Up until now, many of the Jewish responses to antisemitism have been colored by politics. The partisan divide between Republicans and Democrats has dramatically affected the way the Jewish community talks about antisemitism. After the attack at the Tree of Life Synagogue in Pittsburgh, Pennsylvania, some of the earliest op-eds in Jewish newspapers were devoted to spinning the tragedy in a partisan fashion. Instead of worrying about the threat of antisemitism, too many Jewish Republicans and Jewish Democrats worried first about their own political affiliations.
Now that seems to be changing. Slowly, the Jewish community has turned to support the hassidim in Jersey City. Jews, whatever their political affiliation, have recognized that they need to put the fight against all types of antisemitism first. And this is critical. Before going to battle against antisemitism, the Jewish community must unify itself and not allow sectarian divisions to undermine their efforts.
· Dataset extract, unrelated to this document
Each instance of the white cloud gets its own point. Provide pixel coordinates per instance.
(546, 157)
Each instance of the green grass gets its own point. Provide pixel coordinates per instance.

A few days after this attack, a group of adults and students from my congregation and from the Ramaz School on the Upper East Side went to visit their counterparts in Jersey City, and brought them Hanukkah gifts. These two sets of Jewish students would never have met had it not been for this tragedy. Now they were coming together as brothers, recognizing a truth the Jewish people always have known: We cannot survive if we do not unite.
This vision needs to be adopted by the entire Jewish community. Before we can fight against antisemitism, we need to recognize that the battle begins at home, in bringing our community together first.
The writer is the senior rabbi of Congregation Kehilath Jeshurun in Manhattan, and an editor at large for the J’accuse Coalition for Justice.